Manuel López

Personal information
- Full name: Manuel Ignacio López Urzúa
- Date of birth: 18 June 1972 (age 54)
- Place of birth: Chile
- Height: 1.90 m (6 ft 3 in)
- Position: Defender

Youth career
- O'Higgins

Senior career*
- Years: Team / Apps / (Gls)
- 1992–1994: O'Higgins / 1 / (0)
- 1993: → Unión Santa Cruz (loan) / 18 / (2)
- 1995–1999: Deportes Puerto Montt / 134 / (8)
- 1998: → Toluca (loan) / 18 / (0)
- 2000: León / 13 / (0)
- 2000–2002: Huachipato / 63 / (6)
- 2002: Cobresal / 17 / (1)
- 2003–2004: Deportes Puerto Montt / 14 / (1)
- 2005: Deportes Arica / 18 / (1)
- 2006: Rangers / 6 / (1)
- 2007: Deportes Copiapó / 3 / (0)
- Total:  / 305 / (20)

= Manuel López (Chilean footballer) =

Chilean footballer (born 1972)

Manuel Ignacio López Urzúa (born 18 June 1972) is a Chilean former professional footballer who played as a defender for clubs in Chile and Mexico.

==Club career==
A product of the O'Higgins youth system, he made an appearance for the club in the 1994 season, after playing on loan at Unión Santa Cruz in 1993.

In Chile he also played for Deportes Puerto Montt, being a well remembered player for the club, Huachipato, Cobresal, Deportes Arica, Rangers and Deportes Copiapó.

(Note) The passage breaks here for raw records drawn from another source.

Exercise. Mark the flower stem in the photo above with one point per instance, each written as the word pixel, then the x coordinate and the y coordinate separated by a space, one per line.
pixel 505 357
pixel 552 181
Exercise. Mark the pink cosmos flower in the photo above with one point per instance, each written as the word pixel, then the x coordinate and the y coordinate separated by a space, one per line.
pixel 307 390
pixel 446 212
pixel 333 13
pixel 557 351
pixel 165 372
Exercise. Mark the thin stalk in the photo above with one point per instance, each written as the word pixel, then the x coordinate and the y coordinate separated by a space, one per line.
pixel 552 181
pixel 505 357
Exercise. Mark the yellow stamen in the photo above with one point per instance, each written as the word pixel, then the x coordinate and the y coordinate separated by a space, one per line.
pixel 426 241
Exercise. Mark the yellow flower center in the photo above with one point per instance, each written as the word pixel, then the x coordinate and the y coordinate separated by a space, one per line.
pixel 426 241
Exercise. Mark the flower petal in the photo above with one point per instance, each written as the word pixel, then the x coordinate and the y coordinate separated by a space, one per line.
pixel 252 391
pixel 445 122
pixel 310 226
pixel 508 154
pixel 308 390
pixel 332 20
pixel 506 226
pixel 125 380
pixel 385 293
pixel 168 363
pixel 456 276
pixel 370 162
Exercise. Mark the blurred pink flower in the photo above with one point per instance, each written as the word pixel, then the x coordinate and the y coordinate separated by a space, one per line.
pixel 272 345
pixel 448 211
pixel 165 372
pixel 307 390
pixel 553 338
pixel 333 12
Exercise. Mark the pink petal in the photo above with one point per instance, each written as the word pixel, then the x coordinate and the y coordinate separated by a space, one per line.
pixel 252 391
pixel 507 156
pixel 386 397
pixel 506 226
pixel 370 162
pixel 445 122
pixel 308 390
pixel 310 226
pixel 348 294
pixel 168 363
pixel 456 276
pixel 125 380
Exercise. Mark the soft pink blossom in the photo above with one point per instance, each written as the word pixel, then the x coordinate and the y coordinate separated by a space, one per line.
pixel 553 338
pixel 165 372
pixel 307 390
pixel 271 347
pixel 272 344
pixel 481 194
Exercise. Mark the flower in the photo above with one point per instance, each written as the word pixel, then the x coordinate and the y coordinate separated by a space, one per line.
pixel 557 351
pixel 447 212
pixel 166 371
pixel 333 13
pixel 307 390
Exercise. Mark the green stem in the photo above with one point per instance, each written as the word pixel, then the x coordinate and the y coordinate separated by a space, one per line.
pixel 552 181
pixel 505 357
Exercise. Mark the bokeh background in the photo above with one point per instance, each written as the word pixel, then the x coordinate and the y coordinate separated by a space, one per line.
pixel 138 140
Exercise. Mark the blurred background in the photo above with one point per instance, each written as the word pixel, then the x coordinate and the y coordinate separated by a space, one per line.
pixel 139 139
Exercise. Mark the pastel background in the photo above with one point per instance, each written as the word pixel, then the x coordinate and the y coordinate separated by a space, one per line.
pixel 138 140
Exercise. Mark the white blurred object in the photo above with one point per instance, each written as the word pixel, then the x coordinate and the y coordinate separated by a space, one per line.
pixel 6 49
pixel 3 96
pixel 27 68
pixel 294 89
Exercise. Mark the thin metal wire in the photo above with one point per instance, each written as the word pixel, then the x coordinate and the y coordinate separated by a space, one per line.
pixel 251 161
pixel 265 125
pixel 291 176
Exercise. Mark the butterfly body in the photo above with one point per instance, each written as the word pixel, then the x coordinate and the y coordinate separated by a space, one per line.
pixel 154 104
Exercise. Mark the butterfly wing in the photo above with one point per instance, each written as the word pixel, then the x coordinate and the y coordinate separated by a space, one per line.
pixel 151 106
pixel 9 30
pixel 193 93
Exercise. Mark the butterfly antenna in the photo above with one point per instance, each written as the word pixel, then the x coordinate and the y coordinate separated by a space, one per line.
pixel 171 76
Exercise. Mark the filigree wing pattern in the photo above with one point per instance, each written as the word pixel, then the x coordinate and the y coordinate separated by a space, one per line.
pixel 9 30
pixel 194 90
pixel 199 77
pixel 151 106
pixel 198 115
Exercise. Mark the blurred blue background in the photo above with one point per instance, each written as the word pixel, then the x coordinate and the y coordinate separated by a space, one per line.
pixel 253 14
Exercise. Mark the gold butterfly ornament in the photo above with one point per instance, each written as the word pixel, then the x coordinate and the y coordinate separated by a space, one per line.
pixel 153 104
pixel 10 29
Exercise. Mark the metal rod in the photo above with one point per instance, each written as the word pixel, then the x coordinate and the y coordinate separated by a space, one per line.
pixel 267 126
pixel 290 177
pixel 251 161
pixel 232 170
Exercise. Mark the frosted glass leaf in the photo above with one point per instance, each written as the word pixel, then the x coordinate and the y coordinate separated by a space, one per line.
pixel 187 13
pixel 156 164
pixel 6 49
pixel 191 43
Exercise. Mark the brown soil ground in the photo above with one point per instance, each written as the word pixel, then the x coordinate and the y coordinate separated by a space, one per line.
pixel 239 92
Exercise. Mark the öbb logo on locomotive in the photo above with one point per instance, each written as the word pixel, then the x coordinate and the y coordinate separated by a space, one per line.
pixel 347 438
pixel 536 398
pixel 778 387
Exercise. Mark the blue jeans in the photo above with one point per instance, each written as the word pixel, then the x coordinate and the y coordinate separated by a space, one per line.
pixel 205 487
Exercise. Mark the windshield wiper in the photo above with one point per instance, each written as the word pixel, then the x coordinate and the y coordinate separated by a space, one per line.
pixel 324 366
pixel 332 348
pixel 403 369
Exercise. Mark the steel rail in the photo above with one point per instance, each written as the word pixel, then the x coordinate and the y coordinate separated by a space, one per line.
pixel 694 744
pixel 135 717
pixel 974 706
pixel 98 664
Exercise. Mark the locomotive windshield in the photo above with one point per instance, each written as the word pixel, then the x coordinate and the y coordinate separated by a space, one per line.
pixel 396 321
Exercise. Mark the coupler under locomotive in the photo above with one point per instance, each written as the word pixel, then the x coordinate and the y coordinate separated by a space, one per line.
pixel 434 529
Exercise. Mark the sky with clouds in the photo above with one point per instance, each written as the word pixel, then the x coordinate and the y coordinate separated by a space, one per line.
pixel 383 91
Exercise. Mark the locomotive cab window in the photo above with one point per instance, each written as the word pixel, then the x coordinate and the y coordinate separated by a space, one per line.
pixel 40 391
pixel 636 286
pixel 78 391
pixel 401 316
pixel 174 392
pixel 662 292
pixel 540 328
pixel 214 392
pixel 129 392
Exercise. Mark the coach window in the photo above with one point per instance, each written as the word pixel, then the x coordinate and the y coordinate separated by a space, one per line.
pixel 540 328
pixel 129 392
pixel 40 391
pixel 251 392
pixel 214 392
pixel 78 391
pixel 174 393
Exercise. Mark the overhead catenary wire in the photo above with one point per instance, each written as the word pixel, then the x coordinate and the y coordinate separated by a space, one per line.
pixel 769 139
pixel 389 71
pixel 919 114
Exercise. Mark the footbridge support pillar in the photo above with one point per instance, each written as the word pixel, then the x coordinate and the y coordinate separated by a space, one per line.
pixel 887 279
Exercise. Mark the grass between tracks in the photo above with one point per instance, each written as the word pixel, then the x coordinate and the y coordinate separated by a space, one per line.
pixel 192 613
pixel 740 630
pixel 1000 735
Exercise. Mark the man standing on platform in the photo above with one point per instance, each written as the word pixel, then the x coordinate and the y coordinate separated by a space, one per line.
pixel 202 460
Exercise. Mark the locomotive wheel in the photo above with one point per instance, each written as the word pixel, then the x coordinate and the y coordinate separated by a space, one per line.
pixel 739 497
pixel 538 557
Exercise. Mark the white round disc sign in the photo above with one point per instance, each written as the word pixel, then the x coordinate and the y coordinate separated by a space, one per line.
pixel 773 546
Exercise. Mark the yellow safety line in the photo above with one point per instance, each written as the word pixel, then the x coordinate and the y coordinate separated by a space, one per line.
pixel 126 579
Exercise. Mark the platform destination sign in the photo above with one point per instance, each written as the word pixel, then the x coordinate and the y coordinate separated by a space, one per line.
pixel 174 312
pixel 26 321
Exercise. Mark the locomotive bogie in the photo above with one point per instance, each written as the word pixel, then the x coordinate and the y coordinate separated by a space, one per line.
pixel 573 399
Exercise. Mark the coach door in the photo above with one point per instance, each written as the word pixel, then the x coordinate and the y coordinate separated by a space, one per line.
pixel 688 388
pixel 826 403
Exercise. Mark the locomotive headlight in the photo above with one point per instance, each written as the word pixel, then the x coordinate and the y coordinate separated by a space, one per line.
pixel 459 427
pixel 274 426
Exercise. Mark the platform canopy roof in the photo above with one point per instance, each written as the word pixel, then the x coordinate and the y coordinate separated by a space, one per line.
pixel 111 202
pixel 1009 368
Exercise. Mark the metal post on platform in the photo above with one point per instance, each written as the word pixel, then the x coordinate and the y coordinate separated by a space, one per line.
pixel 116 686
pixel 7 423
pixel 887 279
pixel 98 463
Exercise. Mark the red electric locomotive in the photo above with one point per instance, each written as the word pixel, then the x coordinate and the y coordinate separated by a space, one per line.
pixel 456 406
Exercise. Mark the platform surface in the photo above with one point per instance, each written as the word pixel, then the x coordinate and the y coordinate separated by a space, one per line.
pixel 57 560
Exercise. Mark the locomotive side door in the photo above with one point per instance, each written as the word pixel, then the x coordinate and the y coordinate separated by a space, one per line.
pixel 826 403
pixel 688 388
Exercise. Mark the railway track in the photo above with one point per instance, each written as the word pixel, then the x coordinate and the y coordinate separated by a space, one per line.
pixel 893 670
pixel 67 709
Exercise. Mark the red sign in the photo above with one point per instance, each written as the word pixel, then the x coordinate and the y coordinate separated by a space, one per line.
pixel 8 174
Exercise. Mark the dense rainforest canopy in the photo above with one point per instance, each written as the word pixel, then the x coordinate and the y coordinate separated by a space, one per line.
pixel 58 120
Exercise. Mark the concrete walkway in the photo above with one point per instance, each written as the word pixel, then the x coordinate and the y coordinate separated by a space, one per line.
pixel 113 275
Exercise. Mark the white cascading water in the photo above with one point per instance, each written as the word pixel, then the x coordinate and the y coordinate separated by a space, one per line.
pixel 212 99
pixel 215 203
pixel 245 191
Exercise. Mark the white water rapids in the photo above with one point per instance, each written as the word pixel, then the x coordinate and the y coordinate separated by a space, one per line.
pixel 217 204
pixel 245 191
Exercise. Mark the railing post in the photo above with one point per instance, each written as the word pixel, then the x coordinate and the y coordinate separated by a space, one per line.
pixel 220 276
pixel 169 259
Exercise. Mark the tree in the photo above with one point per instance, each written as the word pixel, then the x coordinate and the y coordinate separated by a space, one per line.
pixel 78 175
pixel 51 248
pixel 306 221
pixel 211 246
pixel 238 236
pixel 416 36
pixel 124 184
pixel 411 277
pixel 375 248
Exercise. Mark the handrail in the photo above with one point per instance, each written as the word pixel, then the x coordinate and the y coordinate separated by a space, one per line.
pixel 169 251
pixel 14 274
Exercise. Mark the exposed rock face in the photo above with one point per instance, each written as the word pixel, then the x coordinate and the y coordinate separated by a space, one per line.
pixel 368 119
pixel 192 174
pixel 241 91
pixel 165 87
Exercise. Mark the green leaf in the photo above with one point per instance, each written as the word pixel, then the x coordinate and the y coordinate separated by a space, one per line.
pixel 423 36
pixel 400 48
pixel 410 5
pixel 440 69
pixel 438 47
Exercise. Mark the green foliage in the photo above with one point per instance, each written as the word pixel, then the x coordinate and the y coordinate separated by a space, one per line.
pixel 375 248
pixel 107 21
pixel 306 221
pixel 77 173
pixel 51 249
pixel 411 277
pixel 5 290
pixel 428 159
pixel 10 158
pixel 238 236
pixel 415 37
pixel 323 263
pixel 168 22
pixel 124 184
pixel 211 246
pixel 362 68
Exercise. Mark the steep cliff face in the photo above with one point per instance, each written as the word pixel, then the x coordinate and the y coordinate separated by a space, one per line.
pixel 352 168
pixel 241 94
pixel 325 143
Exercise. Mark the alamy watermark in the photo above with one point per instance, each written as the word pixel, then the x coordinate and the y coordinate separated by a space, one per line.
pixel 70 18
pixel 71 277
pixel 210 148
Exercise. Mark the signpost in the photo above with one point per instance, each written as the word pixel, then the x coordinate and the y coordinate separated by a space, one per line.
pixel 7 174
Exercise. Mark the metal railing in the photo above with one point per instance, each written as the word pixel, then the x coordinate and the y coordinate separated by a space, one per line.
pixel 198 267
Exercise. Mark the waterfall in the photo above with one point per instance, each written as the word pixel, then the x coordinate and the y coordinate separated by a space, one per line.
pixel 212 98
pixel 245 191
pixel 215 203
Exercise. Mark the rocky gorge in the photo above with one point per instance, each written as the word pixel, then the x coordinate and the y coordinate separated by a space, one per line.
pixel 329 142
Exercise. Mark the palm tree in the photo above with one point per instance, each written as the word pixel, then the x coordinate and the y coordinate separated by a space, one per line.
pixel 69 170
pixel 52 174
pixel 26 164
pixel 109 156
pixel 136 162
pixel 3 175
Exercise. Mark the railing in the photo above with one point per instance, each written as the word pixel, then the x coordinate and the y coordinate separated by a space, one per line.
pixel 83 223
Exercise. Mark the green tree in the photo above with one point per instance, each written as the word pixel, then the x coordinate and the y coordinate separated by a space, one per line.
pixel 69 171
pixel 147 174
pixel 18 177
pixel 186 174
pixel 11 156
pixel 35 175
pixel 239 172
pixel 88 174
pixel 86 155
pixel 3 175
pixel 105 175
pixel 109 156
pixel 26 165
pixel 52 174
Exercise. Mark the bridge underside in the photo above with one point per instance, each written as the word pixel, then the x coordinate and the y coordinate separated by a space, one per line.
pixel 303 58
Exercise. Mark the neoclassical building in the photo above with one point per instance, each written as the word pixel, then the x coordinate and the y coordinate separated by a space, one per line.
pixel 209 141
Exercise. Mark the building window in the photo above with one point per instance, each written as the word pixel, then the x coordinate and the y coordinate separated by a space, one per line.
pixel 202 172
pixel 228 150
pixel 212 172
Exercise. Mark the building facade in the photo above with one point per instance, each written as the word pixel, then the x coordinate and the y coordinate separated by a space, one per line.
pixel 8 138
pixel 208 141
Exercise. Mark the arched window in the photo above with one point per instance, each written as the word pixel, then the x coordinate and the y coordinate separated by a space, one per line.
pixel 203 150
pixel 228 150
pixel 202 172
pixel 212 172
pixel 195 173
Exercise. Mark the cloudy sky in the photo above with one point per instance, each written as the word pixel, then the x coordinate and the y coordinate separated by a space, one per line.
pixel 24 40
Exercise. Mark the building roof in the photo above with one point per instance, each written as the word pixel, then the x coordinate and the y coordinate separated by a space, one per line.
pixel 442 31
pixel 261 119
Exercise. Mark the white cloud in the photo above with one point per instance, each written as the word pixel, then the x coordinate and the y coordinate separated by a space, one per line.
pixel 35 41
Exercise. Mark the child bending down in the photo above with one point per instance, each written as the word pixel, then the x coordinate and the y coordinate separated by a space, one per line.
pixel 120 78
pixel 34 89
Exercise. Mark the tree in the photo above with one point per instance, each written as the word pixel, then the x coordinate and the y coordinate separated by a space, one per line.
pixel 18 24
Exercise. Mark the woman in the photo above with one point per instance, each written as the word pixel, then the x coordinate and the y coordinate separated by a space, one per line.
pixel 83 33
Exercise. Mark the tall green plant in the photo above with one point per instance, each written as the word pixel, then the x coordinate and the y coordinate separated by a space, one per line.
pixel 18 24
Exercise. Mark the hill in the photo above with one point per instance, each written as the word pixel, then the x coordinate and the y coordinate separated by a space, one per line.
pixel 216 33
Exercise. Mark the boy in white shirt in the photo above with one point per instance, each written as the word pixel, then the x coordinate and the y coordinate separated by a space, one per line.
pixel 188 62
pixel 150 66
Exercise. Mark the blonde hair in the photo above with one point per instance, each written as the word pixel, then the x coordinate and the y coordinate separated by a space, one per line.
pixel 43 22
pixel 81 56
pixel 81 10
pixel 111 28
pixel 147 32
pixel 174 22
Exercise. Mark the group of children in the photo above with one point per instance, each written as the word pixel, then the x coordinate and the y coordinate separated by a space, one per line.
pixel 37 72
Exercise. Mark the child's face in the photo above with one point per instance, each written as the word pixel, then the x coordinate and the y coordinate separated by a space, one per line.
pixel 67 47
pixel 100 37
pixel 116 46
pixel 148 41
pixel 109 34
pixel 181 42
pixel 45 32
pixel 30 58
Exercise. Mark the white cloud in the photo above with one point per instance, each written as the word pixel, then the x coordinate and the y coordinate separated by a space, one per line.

As an anecdote, as a member of Deportes Puerto Montt, in July 1999 he took part in a friendly international tournament in Singapore in the context of an economic and cultural exchange between Chile and the Asian country, where they faced Home United FC and Toluca. López was one of the most striking players due to his height.

Abroad he played in Mexico for both Toluca (loan) and León. With Toluca, he won the Primera División de México Verano 1998.

==Personal life==
He was nicknamed Robocop due to his strong build.